The situp has largely been supplanted by the crunch in recent years. Most people performed the situp to work the muscles of the abdomen — and the crunch more effectively isolates those muscles. So for bodybuilders, eight-time Mr. Olympia Arnold Schwarzenegger recommends crunches over situps in "The New Encyclopedia of Modern Bodybuilding." However, many athletes who require not only abdominal strength but hip strength still perform situps. Find out exactly which muscles situps use to decide if it's the best exercise for you.
The rectus abdominis is the wall of abdominal muscle that connects to the lower rib cage and to the hips. When built up so that it bulges against its crossing tendons, it creates the six-pack effect. Its purpose is to tilt the rib cage and the pelvis toward each other. Like all abdominal exercises, the situp should be performed with the back at least slightly rounded at all times to protect the spine. This contraction works the rectus abdominis.

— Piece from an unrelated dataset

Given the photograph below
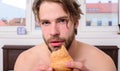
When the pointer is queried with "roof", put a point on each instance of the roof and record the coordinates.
(102, 7)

The external obliques also attach to the rib cage and the pelvis, but to either side of the rectus abdominis. They are the primary muscles for twisting the body back and forth and for tilting the rib cage from side to side. When contracted simultaneously, however, they aid the rectus abdominis in crunching the rib cage directly toward the pelvis, such as occurs during a situp.
Tensor Fasciae Latae
This is where the situp begins to differentiate itself from the crunch. The tensor fasciae latae attaches high up on the hips and to the upper front of the femur. Their function is to bend the body at the hips. Usually this is to lift the thigh, toward the torso, but in the case of situps, it's to lift the body toward the thighs. Proportionately, they are very weak compared to their antagonist muscles, the gluteus maximus, which are some of the largest and strongest muscles in the body. This is one good reason to work them with situps.
The rectus femoris is one of the four heads of the quadriceps, the large muscles of the front of the thigh. All four heads of the quadriceps attach to the patella, or knee cap. Their primary function is to straighten the leg at the knee. While the other three heads of the quadriceps attach to the upper femur, the rectus femoris crosses the hips, attaching to the pelvis. There, it aids the tensor fasciae latae in flexing the hips.